Referring to FIGS. 9 and 10, a bracket having a two part base member is shown. Bracket 61 is composed of a channel member 62, a block member 63 and a latch pin 64. Channel member 62 is formed of sheet material and includes a base 65 which would be welded to a tooth band utilizing tongues 66, if desired. At one end, base 65 is formed with an upstanding wall 67 formed with an inturned lip 68 and a tube 69. At the other end, base 65 is formed with an upstanding wall 71, inturned lips 72 and an arm 73 having an indent 74 and an arch wire clamping portion 75. Latch pin 64 is provided with a leg 76 which is pivoted in tube 69 for operation in a manner heretofore described.

Channel member 62 may also be provided with a slot 77 for removably receiving a spring 78.

Block member 63 is formed of sheet material and includes a left wing 79 and a right wing 81 extending outwardly from the generally centrally located central wall 82. Central wall 82 is divided at one or more preselected locations to form an arch wire receiving cutout 83. As shown in the exploded view of FIG. 9, block members 63 can be slidably mounted into channel member 62 and will be releasably held in position by means of lips 68 and 72. With block member 63 in the assembled position as seen in FIG. 10, central wall 82 underlies latch pin 64 whereby the bracket will function in a manner similar to the bracket disclosed in FIG. 1. However, if the orthodontic technique suggests a change in the location of the arch wire receiving cutout or a change in the number of arch wire receiving cutouts, utilization of the bracket shown in FIGS. 9 and 10 renders unnecessary the removal of the tooth band and bracket. With channel member 62 secured to the tooth band in place in the patient's mouth, it is only necessary to change the block member to one of desired configuration.

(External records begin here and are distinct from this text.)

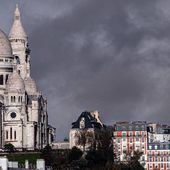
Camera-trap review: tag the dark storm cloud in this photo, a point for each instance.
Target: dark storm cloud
(110, 55)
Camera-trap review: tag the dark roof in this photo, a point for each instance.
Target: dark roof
(90, 121)
(159, 146)
(131, 126)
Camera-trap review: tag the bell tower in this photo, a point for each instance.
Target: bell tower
(19, 42)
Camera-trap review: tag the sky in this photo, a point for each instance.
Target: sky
(107, 55)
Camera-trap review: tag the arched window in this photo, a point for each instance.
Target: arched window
(6, 79)
(15, 134)
(6, 134)
(17, 59)
(10, 132)
(12, 99)
(1, 79)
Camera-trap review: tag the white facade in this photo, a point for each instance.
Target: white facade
(24, 119)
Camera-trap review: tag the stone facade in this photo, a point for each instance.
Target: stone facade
(24, 118)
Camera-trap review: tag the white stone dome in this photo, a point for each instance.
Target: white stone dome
(30, 85)
(5, 46)
(15, 82)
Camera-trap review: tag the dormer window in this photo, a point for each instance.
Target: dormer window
(17, 59)
(82, 123)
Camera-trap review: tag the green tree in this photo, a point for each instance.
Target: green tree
(9, 147)
(84, 138)
(75, 154)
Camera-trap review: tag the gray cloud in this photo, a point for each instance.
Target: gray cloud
(110, 55)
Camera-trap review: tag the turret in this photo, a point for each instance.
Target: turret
(19, 43)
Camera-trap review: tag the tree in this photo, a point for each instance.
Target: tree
(48, 155)
(9, 147)
(75, 154)
(84, 138)
(104, 143)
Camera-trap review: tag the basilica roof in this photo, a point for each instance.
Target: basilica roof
(15, 82)
(5, 46)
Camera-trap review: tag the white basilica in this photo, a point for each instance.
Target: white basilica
(23, 109)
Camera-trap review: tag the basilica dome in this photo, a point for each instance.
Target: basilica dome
(15, 82)
(5, 46)
(30, 86)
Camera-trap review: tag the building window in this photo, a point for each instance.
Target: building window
(6, 134)
(162, 165)
(15, 135)
(12, 99)
(1, 79)
(6, 79)
(17, 59)
(11, 133)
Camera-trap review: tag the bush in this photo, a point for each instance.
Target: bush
(75, 154)
(9, 147)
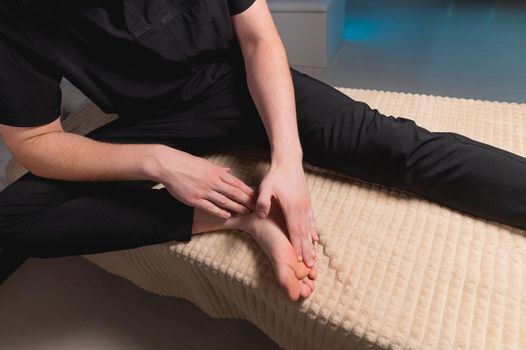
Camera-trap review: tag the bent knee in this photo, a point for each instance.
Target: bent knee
(21, 204)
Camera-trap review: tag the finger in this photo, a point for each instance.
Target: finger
(263, 203)
(235, 194)
(212, 209)
(315, 236)
(234, 181)
(306, 244)
(291, 219)
(226, 203)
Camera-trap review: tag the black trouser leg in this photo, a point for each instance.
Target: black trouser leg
(342, 134)
(50, 218)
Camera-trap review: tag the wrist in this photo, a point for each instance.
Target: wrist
(288, 155)
(153, 164)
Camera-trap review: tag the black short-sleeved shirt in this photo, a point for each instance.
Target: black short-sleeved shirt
(131, 57)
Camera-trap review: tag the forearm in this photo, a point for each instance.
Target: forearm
(270, 85)
(67, 156)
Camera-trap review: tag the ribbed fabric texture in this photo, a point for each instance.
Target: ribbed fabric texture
(395, 271)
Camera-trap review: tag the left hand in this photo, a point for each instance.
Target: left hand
(285, 181)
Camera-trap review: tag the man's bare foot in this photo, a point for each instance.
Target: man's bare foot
(270, 234)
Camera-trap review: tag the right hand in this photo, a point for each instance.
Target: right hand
(204, 185)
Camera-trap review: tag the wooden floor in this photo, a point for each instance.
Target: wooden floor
(472, 49)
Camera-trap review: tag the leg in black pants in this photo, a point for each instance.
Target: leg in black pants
(339, 133)
(55, 218)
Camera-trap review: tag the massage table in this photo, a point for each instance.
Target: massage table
(394, 270)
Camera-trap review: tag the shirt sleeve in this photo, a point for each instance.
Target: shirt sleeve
(30, 92)
(238, 6)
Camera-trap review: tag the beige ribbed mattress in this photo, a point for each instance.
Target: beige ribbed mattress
(395, 271)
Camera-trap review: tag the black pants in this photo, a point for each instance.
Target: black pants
(49, 218)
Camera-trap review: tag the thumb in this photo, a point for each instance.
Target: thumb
(263, 203)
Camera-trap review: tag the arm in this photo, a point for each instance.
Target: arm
(48, 151)
(271, 87)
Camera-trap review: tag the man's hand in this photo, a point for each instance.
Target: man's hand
(204, 185)
(286, 183)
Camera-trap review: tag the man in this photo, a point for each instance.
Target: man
(186, 76)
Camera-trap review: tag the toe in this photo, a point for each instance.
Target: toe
(313, 273)
(310, 283)
(300, 270)
(289, 282)
(305, 290)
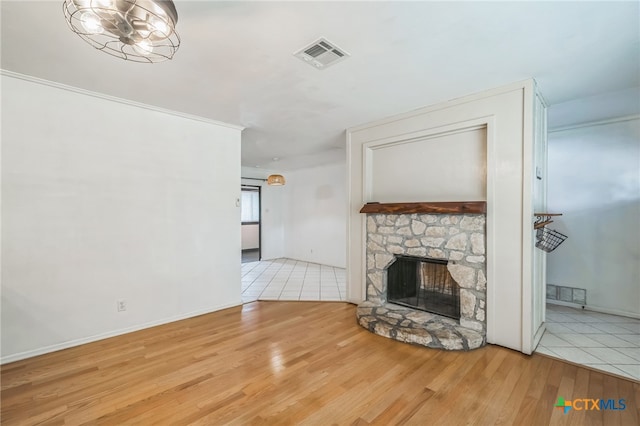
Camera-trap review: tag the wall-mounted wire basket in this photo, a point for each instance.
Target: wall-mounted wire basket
(549, 239)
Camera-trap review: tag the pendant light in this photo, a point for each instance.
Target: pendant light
(134, 30)
(275, 180)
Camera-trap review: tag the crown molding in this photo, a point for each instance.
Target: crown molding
(49, 83)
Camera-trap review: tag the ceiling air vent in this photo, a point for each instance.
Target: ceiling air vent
(321, 53)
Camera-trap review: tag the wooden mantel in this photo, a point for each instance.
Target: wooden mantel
(446, 207)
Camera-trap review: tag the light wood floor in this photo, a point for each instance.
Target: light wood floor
(297, 363)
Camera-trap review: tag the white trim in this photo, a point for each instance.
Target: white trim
(490, 227)
(528, 178)
(77, 342)
(118, 100)
(595, 309)
(596, 123)
(438, 106)
(537, 337)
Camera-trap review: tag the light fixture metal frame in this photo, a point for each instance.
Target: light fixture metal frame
(125, 17)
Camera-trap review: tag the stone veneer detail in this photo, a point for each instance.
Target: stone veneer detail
(458, 238)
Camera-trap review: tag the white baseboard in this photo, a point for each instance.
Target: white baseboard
(77, 342)
(596, 309)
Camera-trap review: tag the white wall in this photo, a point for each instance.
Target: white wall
(316, 215)
(250, 236)
(508, 113)
(449, 167)
(594, 181)
(103, 200)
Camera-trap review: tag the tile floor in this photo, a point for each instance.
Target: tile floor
(287, 279)
(601, 341)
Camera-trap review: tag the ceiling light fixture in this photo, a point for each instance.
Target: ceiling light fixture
(134, 30)
(275, 180)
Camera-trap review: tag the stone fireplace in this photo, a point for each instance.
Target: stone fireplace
(425, 274)
(423, 283)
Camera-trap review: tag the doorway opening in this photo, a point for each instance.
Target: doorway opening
(251, 223)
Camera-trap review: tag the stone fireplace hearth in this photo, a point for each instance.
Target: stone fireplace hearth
(455, 239)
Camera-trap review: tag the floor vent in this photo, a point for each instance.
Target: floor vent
(321, 53)
(567, 294)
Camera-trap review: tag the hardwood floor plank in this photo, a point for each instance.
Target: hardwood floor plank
(296, 363)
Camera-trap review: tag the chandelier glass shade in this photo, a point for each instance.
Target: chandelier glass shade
(275, 180)
(134, 30)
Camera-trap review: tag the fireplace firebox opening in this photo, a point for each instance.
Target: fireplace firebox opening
(425, 284)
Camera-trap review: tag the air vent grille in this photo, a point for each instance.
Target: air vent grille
(321, 53)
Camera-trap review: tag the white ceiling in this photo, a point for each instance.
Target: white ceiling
(236, 62)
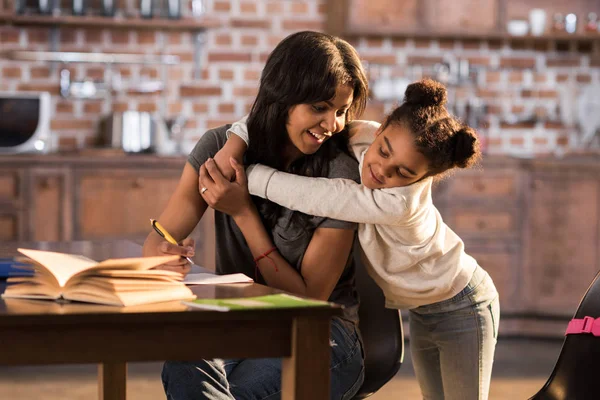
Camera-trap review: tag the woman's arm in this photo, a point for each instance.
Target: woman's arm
(236, 145)
(328, 246)
(341, 199)
(179, 218)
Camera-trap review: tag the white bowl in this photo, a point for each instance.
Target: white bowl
(517, 27)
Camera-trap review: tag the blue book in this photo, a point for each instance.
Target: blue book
(9, 268)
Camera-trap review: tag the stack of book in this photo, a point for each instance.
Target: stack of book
(118, 282)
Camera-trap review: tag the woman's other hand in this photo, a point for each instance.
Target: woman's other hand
(231, 198)
(183, 250)
(234, 147)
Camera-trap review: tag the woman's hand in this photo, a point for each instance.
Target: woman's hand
(185, 249)
(231, 198)
(234, 147)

Several embodiments of orthodontic brackets have been disclosed herein for the purpose of showing only a few of the variety of brackets that can be fabricated utilizing the teachings of the instant invention. The invention is designed to permit fabrication of versatile brackets without excessive cost, which brackets can be readily manipulated in the patient's mouth with minimum discomfort to the patient. The embodiments disclosed also permit the replacement of certain parts that have a tendency to fail as compared with the totality of the bracket without requiring replacement of the entire bracket. One embodiment also permits the orthodontic technique to be changed without requiring replacement of the bracket.

It will thus be seen that the objects set forth above, among those made apparent from the preceding description, are efficiently attained and, since certain changes may be made in the above article without departing from the spirit and scope of the invention, it is intended that all matter contained in the above description and shown in the accompanying drawings shall be interpreted as illustrative and not in a limiting sense.

It is also to be understood that the following claims are intended to cover all of the generic and specific features of the invention herein described, and all statements of the scope of the invention which, as a matter of language, might be said to fall therebetween.